The National Association of Local Councils (NALC) is today urging the government to abolish all charter trustee bodies which have not become local (parish and town) councils by the end of the next parliament.

There are 17 charter trustee bodies remaining in England which have still not become local councils and NALC now thinks the number is now up for these

Charter trustee bodies have been variously created, parished or abolished since the Local Government Act, 1972. They have been traditionally created where an ancient borough or district has been abolished and a new one created – and are usually comprised of principal authority councillors covering the same warded areas. 

The role of charter trustees is to protect the civic tradition, mayoralty and regalia for the ancient area they represent. However there are now just 17 of these areas left and traditionally the expectation was that these areas would gain local councils, fully elected local council with precept raising powers, able to better represent the community and spend money on services the community wanted.

Many charter trustee areas such as Bexhill (Sussex) have become a block on new local councils being created. Though elected as district councillors first charter trustees are not elected as charter trustees per se; many of these bodies incur large precepts which have recently increased and in the main charter trustee areas have not become local councils due to fiercely guarded local claims on heritage protection.

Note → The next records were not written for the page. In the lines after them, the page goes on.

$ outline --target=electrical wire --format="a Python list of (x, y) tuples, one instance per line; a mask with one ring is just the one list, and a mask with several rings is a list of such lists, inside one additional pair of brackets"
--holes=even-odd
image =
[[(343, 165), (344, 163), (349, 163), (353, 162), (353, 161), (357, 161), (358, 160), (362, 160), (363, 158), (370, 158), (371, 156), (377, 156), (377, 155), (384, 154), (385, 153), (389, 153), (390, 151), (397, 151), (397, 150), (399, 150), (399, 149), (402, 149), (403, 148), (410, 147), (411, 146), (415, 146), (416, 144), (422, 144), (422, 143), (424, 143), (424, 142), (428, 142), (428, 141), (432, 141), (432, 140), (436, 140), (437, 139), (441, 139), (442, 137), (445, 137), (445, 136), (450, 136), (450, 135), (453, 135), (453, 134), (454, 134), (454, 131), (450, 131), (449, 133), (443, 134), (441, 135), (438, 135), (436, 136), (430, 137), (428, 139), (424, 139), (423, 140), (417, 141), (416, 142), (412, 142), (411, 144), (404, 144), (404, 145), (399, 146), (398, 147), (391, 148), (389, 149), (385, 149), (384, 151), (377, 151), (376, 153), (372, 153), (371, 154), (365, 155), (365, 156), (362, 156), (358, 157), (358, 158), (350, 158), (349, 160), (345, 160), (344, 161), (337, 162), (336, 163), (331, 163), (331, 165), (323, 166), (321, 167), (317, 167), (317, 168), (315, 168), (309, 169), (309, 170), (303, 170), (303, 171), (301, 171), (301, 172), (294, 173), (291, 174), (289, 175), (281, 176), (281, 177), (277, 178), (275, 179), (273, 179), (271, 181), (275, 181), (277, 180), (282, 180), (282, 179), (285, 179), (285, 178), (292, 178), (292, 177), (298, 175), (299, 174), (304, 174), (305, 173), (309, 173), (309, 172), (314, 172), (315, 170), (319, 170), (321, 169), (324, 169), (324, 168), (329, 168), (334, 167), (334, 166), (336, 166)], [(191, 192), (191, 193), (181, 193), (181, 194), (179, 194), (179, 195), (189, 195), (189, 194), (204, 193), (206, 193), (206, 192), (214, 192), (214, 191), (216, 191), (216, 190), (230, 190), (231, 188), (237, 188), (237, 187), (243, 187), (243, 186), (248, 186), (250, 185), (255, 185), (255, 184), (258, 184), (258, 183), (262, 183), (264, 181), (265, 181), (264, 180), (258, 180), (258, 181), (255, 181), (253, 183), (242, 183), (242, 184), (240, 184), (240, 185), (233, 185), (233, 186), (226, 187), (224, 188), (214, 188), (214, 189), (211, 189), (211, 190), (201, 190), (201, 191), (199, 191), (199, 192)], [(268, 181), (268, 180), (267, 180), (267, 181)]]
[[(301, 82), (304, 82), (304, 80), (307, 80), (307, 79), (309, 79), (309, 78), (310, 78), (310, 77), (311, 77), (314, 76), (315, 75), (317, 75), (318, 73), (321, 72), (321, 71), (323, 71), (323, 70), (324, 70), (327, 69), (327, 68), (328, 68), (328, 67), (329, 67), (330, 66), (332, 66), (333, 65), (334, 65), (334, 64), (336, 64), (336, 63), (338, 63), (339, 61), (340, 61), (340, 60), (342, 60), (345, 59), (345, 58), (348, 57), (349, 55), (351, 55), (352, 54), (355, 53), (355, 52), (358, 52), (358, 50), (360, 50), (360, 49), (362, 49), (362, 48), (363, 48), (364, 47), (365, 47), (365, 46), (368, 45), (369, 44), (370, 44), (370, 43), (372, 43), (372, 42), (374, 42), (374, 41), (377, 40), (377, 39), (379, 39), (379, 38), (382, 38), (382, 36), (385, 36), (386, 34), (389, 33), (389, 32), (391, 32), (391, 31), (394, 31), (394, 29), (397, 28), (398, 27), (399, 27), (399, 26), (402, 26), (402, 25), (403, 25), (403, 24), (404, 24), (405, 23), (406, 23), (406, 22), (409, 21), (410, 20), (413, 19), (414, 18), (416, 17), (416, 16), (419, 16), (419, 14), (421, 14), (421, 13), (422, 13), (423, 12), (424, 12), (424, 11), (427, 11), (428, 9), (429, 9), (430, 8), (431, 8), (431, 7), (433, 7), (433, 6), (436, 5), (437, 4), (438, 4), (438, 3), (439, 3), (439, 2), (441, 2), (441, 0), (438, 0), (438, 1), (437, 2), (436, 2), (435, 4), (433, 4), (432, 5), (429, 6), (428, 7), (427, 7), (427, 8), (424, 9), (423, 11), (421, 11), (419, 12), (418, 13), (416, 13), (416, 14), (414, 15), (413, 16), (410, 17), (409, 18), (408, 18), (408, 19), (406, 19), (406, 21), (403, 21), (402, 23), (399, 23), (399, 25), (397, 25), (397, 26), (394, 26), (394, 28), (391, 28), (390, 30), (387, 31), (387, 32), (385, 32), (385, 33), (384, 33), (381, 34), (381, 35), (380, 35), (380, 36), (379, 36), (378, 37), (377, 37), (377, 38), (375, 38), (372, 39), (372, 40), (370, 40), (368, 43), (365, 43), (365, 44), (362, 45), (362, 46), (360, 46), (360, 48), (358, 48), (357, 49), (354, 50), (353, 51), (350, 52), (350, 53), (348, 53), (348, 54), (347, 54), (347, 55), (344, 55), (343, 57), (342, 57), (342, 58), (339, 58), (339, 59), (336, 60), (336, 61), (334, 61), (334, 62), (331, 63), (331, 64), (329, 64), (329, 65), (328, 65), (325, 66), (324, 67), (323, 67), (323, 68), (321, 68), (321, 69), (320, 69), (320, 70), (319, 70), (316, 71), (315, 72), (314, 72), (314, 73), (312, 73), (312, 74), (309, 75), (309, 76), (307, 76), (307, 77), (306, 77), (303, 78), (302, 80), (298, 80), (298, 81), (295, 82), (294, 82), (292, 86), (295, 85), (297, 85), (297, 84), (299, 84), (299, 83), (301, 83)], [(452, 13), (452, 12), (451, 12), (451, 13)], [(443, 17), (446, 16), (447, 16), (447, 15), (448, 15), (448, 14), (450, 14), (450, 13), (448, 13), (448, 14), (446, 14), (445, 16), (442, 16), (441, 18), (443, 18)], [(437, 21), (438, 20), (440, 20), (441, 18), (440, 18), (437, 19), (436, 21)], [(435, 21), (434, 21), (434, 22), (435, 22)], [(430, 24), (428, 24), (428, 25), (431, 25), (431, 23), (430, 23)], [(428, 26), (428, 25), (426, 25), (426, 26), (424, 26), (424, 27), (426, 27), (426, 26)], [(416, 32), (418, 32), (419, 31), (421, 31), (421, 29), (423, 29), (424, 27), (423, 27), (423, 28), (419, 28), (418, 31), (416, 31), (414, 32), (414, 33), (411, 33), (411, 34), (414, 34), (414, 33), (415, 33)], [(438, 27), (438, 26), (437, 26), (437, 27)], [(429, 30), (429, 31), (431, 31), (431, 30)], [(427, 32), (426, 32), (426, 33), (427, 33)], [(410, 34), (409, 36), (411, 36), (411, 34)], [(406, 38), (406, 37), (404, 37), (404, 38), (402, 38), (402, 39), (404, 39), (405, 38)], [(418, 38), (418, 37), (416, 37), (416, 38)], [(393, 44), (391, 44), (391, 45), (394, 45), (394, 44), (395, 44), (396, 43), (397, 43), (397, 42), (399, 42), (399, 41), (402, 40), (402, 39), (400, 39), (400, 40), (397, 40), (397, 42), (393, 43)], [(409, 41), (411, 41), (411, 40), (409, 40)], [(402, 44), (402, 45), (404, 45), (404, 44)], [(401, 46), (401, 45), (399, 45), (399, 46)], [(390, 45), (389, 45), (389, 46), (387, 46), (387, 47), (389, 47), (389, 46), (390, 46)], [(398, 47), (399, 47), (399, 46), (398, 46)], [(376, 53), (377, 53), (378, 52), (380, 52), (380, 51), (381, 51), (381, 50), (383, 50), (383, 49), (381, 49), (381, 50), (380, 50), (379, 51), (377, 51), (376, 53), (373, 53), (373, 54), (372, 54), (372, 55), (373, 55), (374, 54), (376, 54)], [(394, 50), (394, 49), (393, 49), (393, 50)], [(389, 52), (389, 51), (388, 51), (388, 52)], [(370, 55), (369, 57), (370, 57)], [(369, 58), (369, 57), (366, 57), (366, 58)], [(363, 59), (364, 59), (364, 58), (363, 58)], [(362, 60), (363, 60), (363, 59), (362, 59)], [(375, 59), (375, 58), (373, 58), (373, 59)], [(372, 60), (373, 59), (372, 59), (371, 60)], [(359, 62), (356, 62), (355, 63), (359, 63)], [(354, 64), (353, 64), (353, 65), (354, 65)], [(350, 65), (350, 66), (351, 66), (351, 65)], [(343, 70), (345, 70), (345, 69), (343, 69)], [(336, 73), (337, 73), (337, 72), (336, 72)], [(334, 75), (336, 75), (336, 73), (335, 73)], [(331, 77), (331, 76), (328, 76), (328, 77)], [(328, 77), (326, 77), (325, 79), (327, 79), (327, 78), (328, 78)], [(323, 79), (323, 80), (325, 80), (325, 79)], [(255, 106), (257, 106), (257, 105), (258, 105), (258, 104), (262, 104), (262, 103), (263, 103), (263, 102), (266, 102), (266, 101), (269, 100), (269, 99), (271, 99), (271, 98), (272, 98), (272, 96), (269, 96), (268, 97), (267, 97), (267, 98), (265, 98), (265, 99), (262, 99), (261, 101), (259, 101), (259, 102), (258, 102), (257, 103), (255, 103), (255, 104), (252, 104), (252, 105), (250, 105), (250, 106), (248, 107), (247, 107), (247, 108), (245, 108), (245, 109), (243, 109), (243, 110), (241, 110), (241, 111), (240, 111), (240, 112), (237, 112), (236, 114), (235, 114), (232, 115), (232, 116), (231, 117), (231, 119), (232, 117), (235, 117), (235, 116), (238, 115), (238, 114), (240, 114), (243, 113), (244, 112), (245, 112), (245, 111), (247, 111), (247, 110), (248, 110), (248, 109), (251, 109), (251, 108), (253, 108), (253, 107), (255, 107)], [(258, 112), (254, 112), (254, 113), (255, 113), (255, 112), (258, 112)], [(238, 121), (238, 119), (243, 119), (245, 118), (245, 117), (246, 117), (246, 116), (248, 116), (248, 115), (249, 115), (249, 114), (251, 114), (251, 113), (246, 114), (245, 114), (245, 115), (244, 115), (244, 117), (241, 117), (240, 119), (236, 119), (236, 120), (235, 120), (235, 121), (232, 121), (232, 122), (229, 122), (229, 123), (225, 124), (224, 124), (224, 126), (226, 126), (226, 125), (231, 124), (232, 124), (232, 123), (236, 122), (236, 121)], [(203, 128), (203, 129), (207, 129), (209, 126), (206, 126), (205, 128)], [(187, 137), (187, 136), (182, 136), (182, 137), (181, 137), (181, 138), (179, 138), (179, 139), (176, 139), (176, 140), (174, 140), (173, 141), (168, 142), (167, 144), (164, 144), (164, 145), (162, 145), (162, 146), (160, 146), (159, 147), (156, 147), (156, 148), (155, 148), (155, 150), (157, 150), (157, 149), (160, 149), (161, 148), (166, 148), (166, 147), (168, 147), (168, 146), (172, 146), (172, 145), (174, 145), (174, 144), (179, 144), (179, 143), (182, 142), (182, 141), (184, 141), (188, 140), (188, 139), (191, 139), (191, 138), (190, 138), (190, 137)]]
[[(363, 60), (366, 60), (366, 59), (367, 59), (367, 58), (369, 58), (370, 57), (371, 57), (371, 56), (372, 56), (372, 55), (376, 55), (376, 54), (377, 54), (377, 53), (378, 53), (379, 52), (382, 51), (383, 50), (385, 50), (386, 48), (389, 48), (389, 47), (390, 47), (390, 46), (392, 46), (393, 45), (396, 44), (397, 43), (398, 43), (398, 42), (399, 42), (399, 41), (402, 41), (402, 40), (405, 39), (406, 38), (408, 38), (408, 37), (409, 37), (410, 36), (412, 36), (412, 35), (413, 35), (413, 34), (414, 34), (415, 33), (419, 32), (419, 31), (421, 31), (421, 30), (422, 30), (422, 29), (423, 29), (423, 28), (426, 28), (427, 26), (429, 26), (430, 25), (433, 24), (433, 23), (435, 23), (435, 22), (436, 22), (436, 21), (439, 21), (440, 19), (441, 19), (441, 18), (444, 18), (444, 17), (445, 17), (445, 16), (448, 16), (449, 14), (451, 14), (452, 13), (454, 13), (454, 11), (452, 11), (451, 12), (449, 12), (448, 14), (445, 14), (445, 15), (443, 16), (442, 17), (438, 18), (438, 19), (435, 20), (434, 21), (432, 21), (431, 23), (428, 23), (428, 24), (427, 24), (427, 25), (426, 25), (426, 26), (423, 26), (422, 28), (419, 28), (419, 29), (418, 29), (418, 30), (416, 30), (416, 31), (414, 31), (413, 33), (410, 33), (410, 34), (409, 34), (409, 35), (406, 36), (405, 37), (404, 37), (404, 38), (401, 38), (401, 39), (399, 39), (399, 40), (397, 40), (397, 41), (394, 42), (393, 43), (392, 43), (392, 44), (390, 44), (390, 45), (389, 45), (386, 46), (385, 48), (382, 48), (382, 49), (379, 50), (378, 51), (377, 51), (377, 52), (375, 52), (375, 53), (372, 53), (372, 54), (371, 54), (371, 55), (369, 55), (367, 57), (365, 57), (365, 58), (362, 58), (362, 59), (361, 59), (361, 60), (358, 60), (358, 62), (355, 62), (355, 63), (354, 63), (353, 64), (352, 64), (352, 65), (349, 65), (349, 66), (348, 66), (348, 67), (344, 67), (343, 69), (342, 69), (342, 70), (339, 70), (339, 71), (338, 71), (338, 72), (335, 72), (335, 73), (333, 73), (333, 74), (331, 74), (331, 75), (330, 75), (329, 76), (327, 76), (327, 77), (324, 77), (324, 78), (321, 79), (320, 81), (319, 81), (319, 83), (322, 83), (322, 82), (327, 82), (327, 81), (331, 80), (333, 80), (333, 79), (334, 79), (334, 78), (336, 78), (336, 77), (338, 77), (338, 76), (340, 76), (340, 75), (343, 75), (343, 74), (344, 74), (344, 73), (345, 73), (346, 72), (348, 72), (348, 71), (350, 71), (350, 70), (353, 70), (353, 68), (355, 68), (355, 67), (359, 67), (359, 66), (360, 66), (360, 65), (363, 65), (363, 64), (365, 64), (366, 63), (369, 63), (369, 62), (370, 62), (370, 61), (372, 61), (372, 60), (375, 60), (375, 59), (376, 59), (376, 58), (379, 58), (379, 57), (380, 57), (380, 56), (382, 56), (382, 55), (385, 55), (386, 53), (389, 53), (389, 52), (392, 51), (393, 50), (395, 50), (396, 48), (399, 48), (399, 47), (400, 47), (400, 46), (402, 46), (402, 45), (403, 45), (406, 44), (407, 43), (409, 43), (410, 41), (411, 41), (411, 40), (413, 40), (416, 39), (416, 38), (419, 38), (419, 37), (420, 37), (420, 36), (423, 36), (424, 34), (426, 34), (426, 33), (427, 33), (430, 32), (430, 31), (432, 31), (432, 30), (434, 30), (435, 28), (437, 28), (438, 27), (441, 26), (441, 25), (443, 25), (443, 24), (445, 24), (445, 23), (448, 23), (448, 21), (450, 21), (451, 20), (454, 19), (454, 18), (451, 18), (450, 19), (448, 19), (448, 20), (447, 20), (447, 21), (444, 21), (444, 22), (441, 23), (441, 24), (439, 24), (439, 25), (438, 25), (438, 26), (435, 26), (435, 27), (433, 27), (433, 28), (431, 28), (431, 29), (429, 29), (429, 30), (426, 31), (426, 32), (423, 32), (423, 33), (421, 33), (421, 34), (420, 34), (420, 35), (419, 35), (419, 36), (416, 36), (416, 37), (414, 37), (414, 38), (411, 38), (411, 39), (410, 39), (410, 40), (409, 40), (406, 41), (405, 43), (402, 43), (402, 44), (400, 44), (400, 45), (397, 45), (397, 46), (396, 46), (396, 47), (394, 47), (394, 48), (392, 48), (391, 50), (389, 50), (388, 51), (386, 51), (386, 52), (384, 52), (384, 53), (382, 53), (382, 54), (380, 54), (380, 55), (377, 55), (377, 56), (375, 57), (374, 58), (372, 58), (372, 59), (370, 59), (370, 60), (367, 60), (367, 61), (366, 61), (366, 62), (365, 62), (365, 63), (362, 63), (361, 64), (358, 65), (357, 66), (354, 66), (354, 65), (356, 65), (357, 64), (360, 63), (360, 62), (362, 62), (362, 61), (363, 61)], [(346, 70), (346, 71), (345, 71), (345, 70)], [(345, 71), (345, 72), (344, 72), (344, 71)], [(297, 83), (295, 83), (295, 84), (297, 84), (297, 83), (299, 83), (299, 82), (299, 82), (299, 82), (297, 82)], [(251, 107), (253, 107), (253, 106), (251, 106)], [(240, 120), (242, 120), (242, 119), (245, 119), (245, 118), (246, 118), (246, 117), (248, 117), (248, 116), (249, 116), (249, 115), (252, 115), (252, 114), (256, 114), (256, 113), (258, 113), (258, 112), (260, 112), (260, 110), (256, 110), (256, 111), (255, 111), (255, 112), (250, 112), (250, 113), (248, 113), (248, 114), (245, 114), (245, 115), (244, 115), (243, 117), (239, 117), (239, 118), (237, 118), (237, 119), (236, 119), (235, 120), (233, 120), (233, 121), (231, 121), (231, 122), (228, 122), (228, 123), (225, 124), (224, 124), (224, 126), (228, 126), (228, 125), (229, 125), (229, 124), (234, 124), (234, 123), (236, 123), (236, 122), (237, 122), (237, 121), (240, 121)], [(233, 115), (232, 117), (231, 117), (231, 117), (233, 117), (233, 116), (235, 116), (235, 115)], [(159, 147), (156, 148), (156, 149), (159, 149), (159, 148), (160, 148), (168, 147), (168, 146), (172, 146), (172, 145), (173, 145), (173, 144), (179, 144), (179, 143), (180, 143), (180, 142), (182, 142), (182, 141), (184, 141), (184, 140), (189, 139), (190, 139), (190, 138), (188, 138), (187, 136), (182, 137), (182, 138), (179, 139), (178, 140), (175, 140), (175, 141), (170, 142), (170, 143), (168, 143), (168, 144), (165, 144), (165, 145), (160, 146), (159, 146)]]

Cllr Sue Baxter, chairman of NALC, said: “Most charter trustee bodies seem to have lost their way and have forgotten that they were only ever supposed to be temporary bodies created as a half-way house to a local council being created. Some recent charter trustee bodies have become very large local councils and are doing an excellent job as fully elected bodies representing their communities – Banbury, Hereford and Kidderminster, for instance. That is why we think charter trustees have had their day and the Government should parish the remaining 17 charter trustee areas by the end of this parliament. If this has not happened by then, the government should act to abolish all remaining charter trust bodies by the end of the next parliament.”